Correspondance de Voltaire/1773/Lettre 9015

Correspondance : année 1773GarnierŒuvres complètes de Voltaire, tome 48 (p. 533-535).
9015. — À M. LE COMTE D’ARGENTAL.
30 décembre.

Mon cher ange, votre lettre du 19 décembre me confirme dans les soupçons que j’avais depuis longtemps. Je n’ai point reçu celle que vous m’avez écrite par M. de Varicourt, qui a été très-longtemps malade. L’homme dont vous me parlez[1] commence à être connu je n’ai autre chose à faire qu’à me taire.

J’ai lu cette pauvre Orphanis[2]. Cela est très-digne du siècle où nous sommes. Tout me dégoûte du théâtre, et pièces et comédiens. Sans Lekain, il faudrait donner la préférence à Gilles sur le Théâtre-Français.

Il ne me reste plus qu’à cultiver mon jardin[3] après avoir couru le monde ; mais malheureusement on ne cultive point son jardin pendant l’hiver, et cet hiver est furieusement long entre les Alpes et le mont Jura. Il faut donc mourir sans vous avoir revu et sans vous avoir embrassé.

Je n’ai pour ma consolation qu’un procès très-désagréable que me fait un polisson de Genève, au sujet d’une petite terre[4] auprès de Ferney que j’avais achetée de lui pour Mme Denis.

Voici dans mes détresses une autre petite affaire que je confie à votre générosité.

La Harpe me paraît être dans une situation assez pressante, et je n’ai pas de quoi l’assister, parce que M. le duc de Wurtemberg ne me paye plus, et que M. Delaleu est considérablement en avance avec moi. Si vous pouviez donner pour moi vingt-cinq louis à La Harpe, vous me feriez un plaisir infini. On dit qu’il a fait une excellente tragédie des Barmécides. L’avez-vous vue ? en êtes-vous aussi content que lui ?

Je ne sais s’il sera jamais un grand tragique ; mais il est le seul qui ait du goût et du style ; c’est le seul qui donne des espérances, et le seul peut-être qui mérite d’être encouragé, et on le persécute.

Si les vingt-cinq louis vous gênent, mandez-le-moi hardiment.
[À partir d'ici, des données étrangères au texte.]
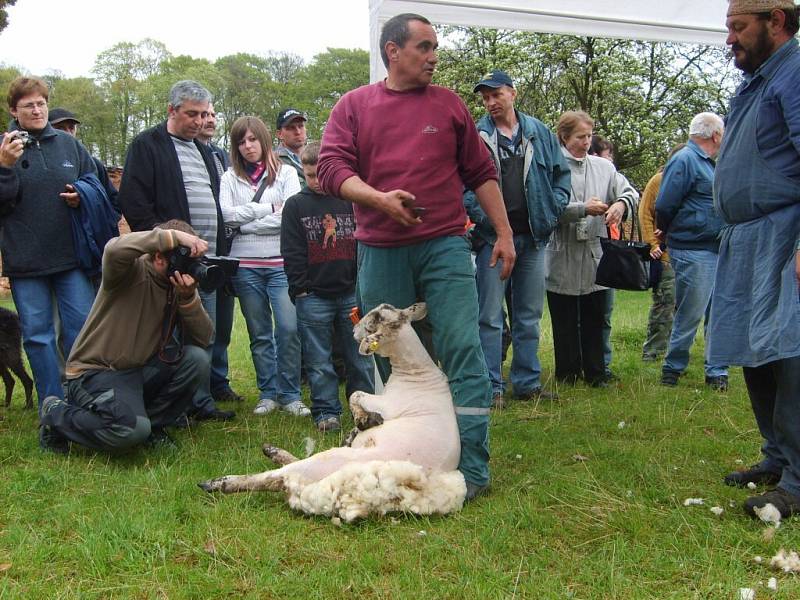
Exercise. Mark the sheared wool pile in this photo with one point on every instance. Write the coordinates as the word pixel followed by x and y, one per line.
pixel 377 487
J’ai lu tous les mémoires de Beaumarchais, et je ne me suis jamais tant amusé. J’ai peur que ce brillant écervelé n’ait au fond raison contre tout le monde. Que de friponneries, ô ciel ! que d’horreurs ! que d’avilissement dans la nation ! quel désagrément pour le parlement ! que mon Caton d’abbé Mignot est ébouriffé ! il vaudrait mieux manger en paix de meilleurs petits pâtés que n’en faisait l’empoisonneur Mignot, qu’il a plu à messieurs les auteurs des Œufs rouges[5], et à M. Clément, de faire passer pour son grand-père. M. Clément imprime cette belle généalogie dans une des lettres qu’il me fait l’honneur de m’écrire avec une permission tacite. Encore une fois, nous sommes dans un étrange temps. Dieu soit béni ! la tête m’en tourne. Je me mets, au milieu de mes frimas, sous les ailes de mes anges.

  1. Marin.
  2. Tragédie de Blin de Sainmore, jouée le 25 septembre 1773.
  3. Comme Candide : voyez tome XXI, page 218.
  4. Voyez lettre 9018.
  5. C’est Pidansat de Mairobert (voyez tome XXXVIII, page 179) qui est auteur du pamphlet contre le chancelier Maupeou, intitulé les Œufs rouges de monseigneur Sorhouet mourant, à M. de Maupeou, in-8o et in-12.